Après Flamanville dans la Manche et Penly en Seine-Maritime, Nicolas Sarkozy avait évoqué en janvier dernier la possible mise en chantier d’un troisième réacteur EPR, l’énergie nucléaire dite de troisième génération. Une piste finalement écartée par le gouvernement. "Il n'y a pas de nécessité" de construire de nouveaux réacteurs "pour des besoins énergétiques nouveaux" d’ici à 2020, a assuré mercredi Jean-Louis Borloo.

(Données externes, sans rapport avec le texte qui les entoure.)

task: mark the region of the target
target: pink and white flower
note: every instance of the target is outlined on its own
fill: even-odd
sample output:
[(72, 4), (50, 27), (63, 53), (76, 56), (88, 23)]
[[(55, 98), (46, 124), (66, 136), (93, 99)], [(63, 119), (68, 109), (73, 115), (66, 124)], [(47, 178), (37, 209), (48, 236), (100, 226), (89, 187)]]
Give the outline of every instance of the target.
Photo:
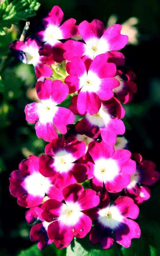
[(133, 94), (137, 92), (137, 86), (133, 82), (136, 75), (128, 67), (119, 66), (117, 69), (115, 77), (119, 81), (120, 85), (113, 91), (124, 103), (129, 103), (133, 99)]
[(46, 155), (40, 158), (40, 172), (46, 177), (54, 175), (57, 178), (56, 187), (63, 188), (77, 182), (85, 180), (88, 174), (87, 165), (75, 163), (75, 161), (84, 155), (86, 146), (83, 141), (79, 141), (73, 137), (65, 141), (58, 138), (47, 144), (45, 150)]
[(71, 18), (65, 21), (61, 26), (64, 13), (59, 6), (55, 5), (48, 15), (42, 21), (43, 25), (35, 28), (34, 34), (42, 42), (46, 42), (40, 52), (40, 55), (50, 56), (57, 62), (62, 62), (65, 59), (63, 44), (59, 41), (66, 39), (79, 34), (76, 21)]
[(9, 46), (13, 55), (25, 64), (33, 65), (37, 79), (41, 77), (50, 77), (53, 72), (47, 65), (51, 66), (55, 62), (52, 56), (40, 56), (39, 51), (42, 45), (37, 39), (28, 37), (25, 42), (15, 41)]
[(132, 198), (135, 204), (141, 205), (150, 197), (151, 191), (147, 186), (156, 183), (159, 179), (160, 174), (155, 171), (156, 166), (154, 163), (149, 160), (143, 160), (139, 154), (132, 154), (132, 158), (138, 164), (125, 191), (126, 195)]
[(55, 177), (46, 178), (40, 172), (39, 160), (38, 157), (30, 156), (21, 162), (19, 170), (11, 174), (10, 192), (17, 198), (21, 206), (28, 208), (39, 205), (45, 193), (51, 198), (60, 201), (63, 199), (61, 190), (54, 185)]
[(59, 249), (67, 247), (69, 244), (60, 244), (57, 239), (52, 240), (49, 238), (47, 231), (49, 223), (45, 221), (41, 216), (41, 213), (43, 211), (41, 208), (41, 205), (38, 206), (33, 207), (26, 213), (26, 219), (29, 224), (33, 224), (35, 221), (39, 220), (42, 221), (31, 227), (30, 240), (32, 242), (38, 241), (38, 247), (40, 250), (43, 250), (47, 245), (52, 244), (53, 242)]
[[(78, 113), (75, 106), (77, 97), (76, 95), (73, 97), (73, 104), (69, 106), (69, 109), (76, 114)], [(125, 132), (123, 122), (120, 119), (124, 117), (125, 110), (120, 100), (115, 97), (102, 100), (101, 104), (97, 113), (90, 115), (86, 112), (86, 117), (77, 124), (75, 128), (79, 134), (84, 134), (91, 138), (97, 138), (101, 134), (105, 142), (113, 145), (116, 143), (117, 135), (123, 134)]]
[(116, 51), (124, 47), (128, 41), (127, 36), (120, 34), (121, 28), (121, 25), (115, 24), (106, 30), (103, 23), (97, 19), (90, 23), (86, 20), (82, 22), (78, 26), (78, 30), (86, 44), (73, 40), (67, 41), (64, 44), (66, 51), (65, 58), (71, 61), (74, 56), (82, 57), (88, 65), (96, 56), (106, 53), (109, 61), (114, 60), (116, 65), (124, 65), (124, 56), (121, 53)]
[[(89, 144), (88, 152), (95, 165), (89, 173), (92, 187), (102, 192), (103, 183), (108, 192), (121, 191), (128, 185), (130, 175), (136, 167), (135, 162), (131, 159), (131, 153), (126, 149), (114, 151), (113, 146), (105, 143), (92, 141)], [(126, 184), (127, 184), (126, 185)]]
[(100, 99), (106, 100), (114, 96), (112, 90), (120, 85), (114, 76), (116, 66), (107, 62), (107, 54), (97, 56), (92, 61), (87, 72), (86, 67), (79, 57), (73, 57), (71, 62), (66, 64), (66, 70), (70, 75), (65, 81), (68, 85), (69, 93), (80, 89), (77, 106), (82, 114), (87, 110), (90, 115), (97, 113), (101, 105)]
[(131, 219), (138, 217), (138, 207), (132, 199), (127, 197), (119, 198), (111, 206), (107, 194), (105, 197), (102, 194), (100, 197), (97, 207), (84, 212), (92, 220), (98, 220), (90, 233), (91, 242), (94, 245), (100, 244), (104, 249), (109, 248), (114, 243), (114, 231), (118, 244), (126, 248), (129, 247), (131, 239), (139, 238), (140, 236), (139, 225)]
[(84, 237), (92, 226), (90, 218), (82, 212), (98, 205), (99, 198), (92, 189), (84, 190), (81, 185), (74, 184), (65, 187), (63, 193), (65, 204), (47, 200), (43, 204), (43, 218), (50, 222), (48, 235), (62, 244), (70, 243), (73, 236)]
[(66, 126), (72, 124), (74, 115), (65, 108), (57, 107), (68, 95), (69, 89), (62, 81), (46, 79), (36, 84), (37, 95), (41, 103), (33, 102), (25, 108), (26, 119), (30, 124), (35, 124), (36, 133), (39, 138), (50, 142), (58, 137), (53, 125), (62, 134), (67, 132)]

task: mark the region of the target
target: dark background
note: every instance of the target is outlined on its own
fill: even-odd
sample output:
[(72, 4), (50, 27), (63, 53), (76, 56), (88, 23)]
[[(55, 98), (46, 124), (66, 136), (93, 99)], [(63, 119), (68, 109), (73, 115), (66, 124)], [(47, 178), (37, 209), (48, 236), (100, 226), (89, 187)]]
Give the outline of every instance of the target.
[[(159, 170), (159, 2), (156, 0), (39, 2), (41, 6), (37, 16), (29, 19), (31, 25), (40, 22), (55, 5), (62, 9), (65, 19), (74, 18), (77, 24), (84, 20), (91, 22), (96, 18), (107, 25), (112, 14), (118, 16), (117, 23), (120, 24), (132, 17), (138, 18), (139, 23), (136, 27), (139, 32), (139, 44), (127, 45), (122, 51), (125, 57), (126, 65), (130, 67), (136, 74), (135, 82), (138, 88), (132, 102), (124, 106), (125, 118), (132, 129), (127, 131), (125, 135), (130, 142), (130, 150), (139, 153), (144, 159), (155, 162), (157, 170)], [(4, 51), (6, 55), (9, 54), (9, 43), (13, 39), (18, 38), (25, 24), (25, 22), (21, 22), (16, 32), (12, 31), (11, 35), (5, 39), (0, 37), (0, 41), (4, 40), (1, 56), (2, 52), (4, 54)], [(9, 176), (13, 171), (18, 169), (19, 163), (28, 154), (38, 156), (43, 153), (46, 143), (37, 138), (34, 126), (27, 124), (24, 112), (25, 105), (34, 101), (26, 96), (27, 90), (33, 88), (36, 82), (32, 65), (27, 66), (17, 60), (13, 60), (2, 76), (5, 89), (4, 94), (0, 94), (0, 255), (9, 256), (16, 255), (21, 249), (28, 248), (33, 243), (29, 239), (30, 226), (25, 218), (26, 210), (19, 206), (16, 199), (9, 193)], [(140, 207), (142, 215), (159, 222), (159, 183), (151, 187), (151, 198)]]

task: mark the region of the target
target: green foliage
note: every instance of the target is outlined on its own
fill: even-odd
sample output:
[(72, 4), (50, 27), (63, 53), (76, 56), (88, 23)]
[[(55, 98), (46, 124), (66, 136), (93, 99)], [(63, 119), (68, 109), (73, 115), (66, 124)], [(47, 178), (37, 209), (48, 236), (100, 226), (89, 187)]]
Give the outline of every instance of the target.
[(40, 5), (37, 0), (14, 0), (11, 3), (4, 0), (0, 5), (0, 35), (5, 35), (3, 28), (9, 28), (12, 24), (36, 15)]

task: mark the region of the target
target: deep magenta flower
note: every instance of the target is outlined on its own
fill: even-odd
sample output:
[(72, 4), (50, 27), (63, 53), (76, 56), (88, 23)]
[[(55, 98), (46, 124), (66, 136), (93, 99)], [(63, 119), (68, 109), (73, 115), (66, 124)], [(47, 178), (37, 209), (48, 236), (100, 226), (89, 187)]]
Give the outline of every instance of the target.
[(58, 239), (62, 244), (70, 243), (73, 236), (84, 237), (92, 226), (90, 218), (82, 211), (97, 206), (99, 198), (92, 189), (84, 190), (81, 185), (67, 186), (62, 191), (65, 204), (47, 200), (43, 204), (42, 217), (51, 222), (48, 228), (50, 239)]
[(40, 173), (39, 160), (38, 157), (30, 156), (20, 163), (19, 170), (11, 174), (10, 192), (17, 198), (21, 206), (28, 208), (39, 205), (45, 193), (50, 198), (60, 201), (63, 199), (61, 190), (54, 185), (55, 177), (45, 178)]
[(103, 23), (98, 20), (93, 20), (90, 23), (84, 21), (79, 24), (78, 30), (86, 44), (69, 40), (64, 44), (66, 52), (64, 57), (69, 61), (74, 56), (83, 57), (87, 64), (98, 55), (106, 53), (109, 59), (114, 59), (117, 64), (124, 65), (124, 56), (116, 51), (123, 48), (128, 41), (127, 36), (121, 34), (121, 25), (115, 24), (106, 30)]
[[(79, 113), (76, 109), (77, 95), (74, 96), (69, 109), (74, 114)], [(125, 110), (117, 98), (113, 97), (108, 100), (101, 101), (101, 106), (96, 114), (91, 116), (86, 112), (86, 117), (76, 125), (75, 128), (80, 134), (85, 134), (91, 138), (97, 138), (101, 134), (106, 143), (114, 145), (116, 143), (118, 134), (125, 132), (123, 122), (120, 118), (124, 117)]]
[(26, 119), (30, 124), (35, 124), (36, 133), (39, 138), (50, 142), (58, 134), (53, 125), (62, 134), (67, 132), (66, 125), (72, 124), (74, 115), (65, 108), (56, 107), (68, 95), (69, 89), (60, 80), (46, 79), (36, 84), (37, 95), (41, 103), (33, 102), (25, 108)]
[[(126, 149), (114, 151), (113, 146), (105, 143), (92, 141), (89, 143), (88, 152), (95, 165), (89, 173), (92, 188), (97, 191), (103, 191), (103, 183), (108, 192), (121, 191), (128, 185), (130, 175), (135, 171), (135, 162), (131, 159), (131, 153)], [(126, 185), (127, 184), (127, 185)]]
[(46, 42), (40, 51), (40, 55), (50, 56), (52, 53), (54, 60), (57, 62), (62, 62), (65, 59), (63, 44), (59, 40), (70, 38), (79, 34), (78, 26), (75, 25), (76, 21), (72, 18), (60, 26), (63, 16), (60, 8), (55, 5), (42, 20), (43, 25), (35, 28), (35, 36), (41, 42)]
[(100, 195), (97, 207), (84, 211), (92, 220), (98, 220), (91, 230), (90, 239), (93, 245), (100, 244), (104, 249), (108, 249), (114, 244), (114, 231), (116, 241), (127, 248), (131, 245), (131, 239), (140, 236), (139, 225), (131, 219), (137, 219), (139, 209), (127, 197), (119, 198), (110, 206), (109, 198), (106, 193)]
[(33, 207), (26, 212), (26, 219), (29, 224), (33, 224), (35, 221), (40, 220), (42, 222), (36, 224), (31, 227), (30, 232), (30, 240), (32, 242), (38, 241), (38, 247), (40, 250), (43, 250), (48, 245), (53, 242), (59, 249), (67, 247), (69, 244), (62, 245), (57, 239), (52, 240), (48, 236), (48, 227), (50, 223), (45, 221), (41, 216), (43, 210), (41, 208), (42, 205)]
[(138, 164), (125, 191), (126, 195), (132, 198), (135, 204), (141, 205), (150, 196), (151, 191), (147, 186), (156, 183), (159, 179), (160, 174), (155, 171), (155, 164), (149, 160), (143, 160), (139, 154), (132, 154), (132, 158)]
[(77, 108), (81, 114), (87, 110), (90, 115), (97, 113), (101, 107), (100, 99), (106, 100), (114, 96), (112, 90), (120, 85), (113, 78), (116, 66), (107, 62), (107, 54), (97, 56), (93, 61), (87, 72), (86, 67), (79, 57), (73, 57), (71, 62), (66, 64), (66, 70), (70, 75), (65, 81), (69, 89), (69, 93), (81, 89), (77, 100)]
[(55, 185), (59, 188), (77, 182), (83, 182), (88, 174), (87, 166), (74, 162), (84, 155), (85, 150), (84, 142), (73, 137), (66, 141), (60, 138), (53, 139), (45, 149), (46, 154), (51, 158), (45, 155), (40, 158), (40, 172), (46, 177), (57, 177)]
[(113, 91), (124, 103), (129, 103), (137, 91), (136, 84), (133, 81), (136, 77), (135, 73), (128, 67), (119, 66), (115, 77), (119, 81), (120, 85)]
[(31, 37), (28, 37), (25, 42), (14, 41), (9, 46), (13, 55), (24, 63), (33, 65), (37, 79), (41, 77), (51, 76), (53, 71), (51, 67), (47, 65), (54, 63), (52, 56), (40, 56), (39, 52), (41, 47), (41, 43)]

Le ministre de l'Ecologie a donné pour cela deux arguments. D’abord, la consommation d'électricité devrait rester stable dans les 10 prochaines années grâce aux économies d’énergie qui vont être réalisées. Si malgré tout un besoin supplémentaire en énergie se fait sentir, le gouvernement dit désormais vouloir privilégier le développement des énergies renouvelables. Leur part devrait passer de 10 à 23%.

Reste la pression exercée par les géants de l’énergie, qui inquiète les militants anti-nucléaires. Partenaire d'EDF sur l'EPR de Penly, GDF Suez milite notamment pour obtenir la direction d'un chantier d'EPR en France, qui lui offrirait une vitrine pour exporter des réacteurs à l'étranger. "La révolution énergétique française, c'est ‘économie d'énergie, économie d'énergie, économie d'énergie’, et développement très puissant des énergies renouvelables", a rétorqué mercredi Jean-Louis Borloo.